Share of syntactic similarity (RQ 1)
All solutions in a solution set solve the same programming problem and were accepted by Google Code Jam. Hence, their functionality can only differ slightly and, therefore, they are functionally similar. To understand how much of this similarity is expressed in syntactic similarity, we calculate the share of FSCs which are also type-1–2 or type-1–3 clones.
Inspired by Juergens, Deissenboeck & Hummel (2010b), we distinguish partial and full syntactic similarity. The share of full syntactic similarity is the ratio of clone pairs where all but a defined number of the statements of the solutions of the pair were detected as a clone in relation to all clone pairs. We set the threshold of this to a maximum of 16 lines of code difference within a clone pair, which leads to ratios of 5%–33% of difference based on the solutions’ lines of code. (1)

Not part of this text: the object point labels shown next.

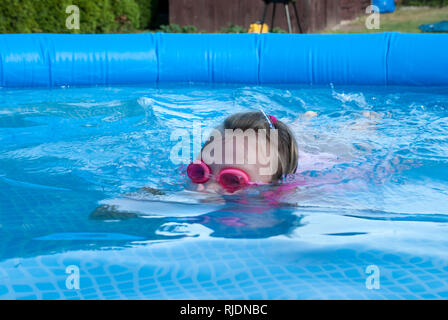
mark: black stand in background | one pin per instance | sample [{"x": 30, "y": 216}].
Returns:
[{"x": 288, "y": 18}]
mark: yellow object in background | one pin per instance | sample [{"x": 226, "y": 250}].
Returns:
[{"x": 256, "y": 27}]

Because we expected the share of full syntactic similarity to be low, we wanted to check whether there are at least some parts with syntactic similarity. It would give traditional clone detection tools a chance to hint at the FSC. Furthermore, it allowed us to inspect more closely later on what was not detected as a clone. We called the ratio share of partial syntactic similarity. (2)
For a more differentiated analysis, we calculated two different shares each representing certain types of clones. We first computed the share for type-1–2 clones. This means we only need to accept exact copies, reformatting and renaming. Then, we determined the shares for type-1–3 clones which includes type-1–2 and adds the additional capability to tolerate smaller changes.
In ConQAT and Deckard, we can differentiate between type-1/2 clones and type-3 clones by configuration or result, respectively. In ConQAT, clones with a gap of 0 are type-1/2 clones. In Deckard, analysis results with a similarity of 1 are type-1/2 clones. The others are type-3 clones. The instrument tooling described in ‘Data collection procedure’ directly calculated the various numbers. We computed means per clone type and programming language.
For a further statistical understanding and to answer the hypotheses H1–H4, we did statistical hypotheses tests. For answering H1 and H2, we performed an analysis of variance (ANOVA) on the recall data with the two factors programming language and detection tool. We tested the hypotheses at the 0.05 level. All analyses implemented in R together with the data are available in Wagner et al. (2014).
The combined descriptive statistics and hypothesis testing results answered RQ 1.
Classifying differences (RQ 2)
For the categorisation of the differences of FSCs that were not syntactically similar, we took a random sample of these clone pairs. As we had overall 69,300 clone pairs for Java and C, we needed to restrict the sample for a manual analysis. We found in an initial classification (see also ‘Validity procedure’) that a sample of 0.5‰ per language and fully/partially different clone pairs is sufficient for finding repeating categories and getting a quantitative impression of the numbers of clone pairs in each category. With larger samples, the categories just kept repeating. Therefore, we took a sample of 2‰ of the syntactically different clone pairs: 70 pairs each of the fully and partially different clone pairs (35 C and 35 Java).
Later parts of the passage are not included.